Background:
Glioma is one of the most common and aggressive primary brain tumors
that endanger human health. Tumors segmentation is a key step in assisting the diagnosis and
treatment of cancer disease. However, it is a relatively challenging task to precisely segment tumors
considering characteristics of brain tumors and the device noise. Recently, with the breakthrough
development of deep learning, brain tumor segmentation methods based on fully convolutional
neural network (FCN) have illuminated brilliant performance and attracted more and more
attention.
Methods:
In this work, we propose a novel FCN based network called SDResU-Net for brain tumor
segmentation, which simultaneously embeds dilated convolution and separable convolution
into residual U-Net architecture. SDResU-Net introduces dilated block into a residual U-Net architecture,
which largely expends the receptive field and gains better local and global feature descriptions
capacity.
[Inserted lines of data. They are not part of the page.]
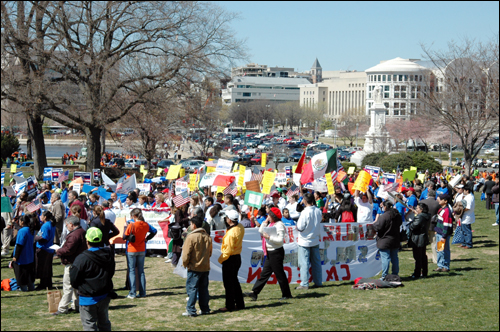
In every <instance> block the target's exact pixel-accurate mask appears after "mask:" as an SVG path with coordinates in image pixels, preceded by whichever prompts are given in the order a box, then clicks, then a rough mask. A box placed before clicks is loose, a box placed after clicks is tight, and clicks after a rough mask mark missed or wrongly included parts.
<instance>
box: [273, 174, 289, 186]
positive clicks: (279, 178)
mask: <svg viewBox="0 0 500 332" xmlns="http://www.w3.org/2000/svg"><path fill="white" fill-rule="evenodd" d="M286 181H287V177H286V173H277V174H276V178H275V179H274V184H275V185H276V186H281V185H283V186H285V185H286Z"/></svg>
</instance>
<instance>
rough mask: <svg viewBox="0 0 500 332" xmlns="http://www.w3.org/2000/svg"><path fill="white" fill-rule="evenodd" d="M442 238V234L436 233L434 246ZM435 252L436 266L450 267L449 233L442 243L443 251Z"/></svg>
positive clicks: (438, 241)
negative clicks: (437, 233)
mask: <svg viewBox="0 0 500 332" xmlns="http://www.w3.org/2000/svg"><path fill="white" fill-rule="evenodd" d="M462 225H463V224H462ZM442 238H443V236H442V235H440V234H436V246H437V242H439V241H441V239H442ZM436 250H437V249H436ZM437 254H438V268H441V269H448V270H449V269H450V261H451V252H450V236H449V235H448V236H447V237H446V243H445V245H444V249H443V251H438V252H437Z"/></svg>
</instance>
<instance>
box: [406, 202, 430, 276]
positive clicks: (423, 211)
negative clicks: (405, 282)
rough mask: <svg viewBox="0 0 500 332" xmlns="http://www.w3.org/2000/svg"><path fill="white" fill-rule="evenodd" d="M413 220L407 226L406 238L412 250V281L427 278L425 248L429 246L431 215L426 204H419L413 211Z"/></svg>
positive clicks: (425, 253) (427, 267)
Meanwhile, to fully utilize the channel and region information of MRI brain
images, we separate the internal and inter-slice structures of the improved residual U-Net by employing
separable convolution operator. The proposed SDResU-Net captures more pixel-level details
and spatial information, which provides a considerable alternative for the automatic and accurate
segmentation of brain tumors.
Results and Conclusion:
The proposed SDResU-Net is extensively evaluated on two public MRI
brain image datasets, i.e., BraTS 2017 and BraTS 2018. Compared with its counterparts and stateof-
the-arts, SDResU-Net gains superior performance on both datasets, showing its effectiveness.
In addition, cross-validation results on two datasets illuminate its satisfying generalization ability.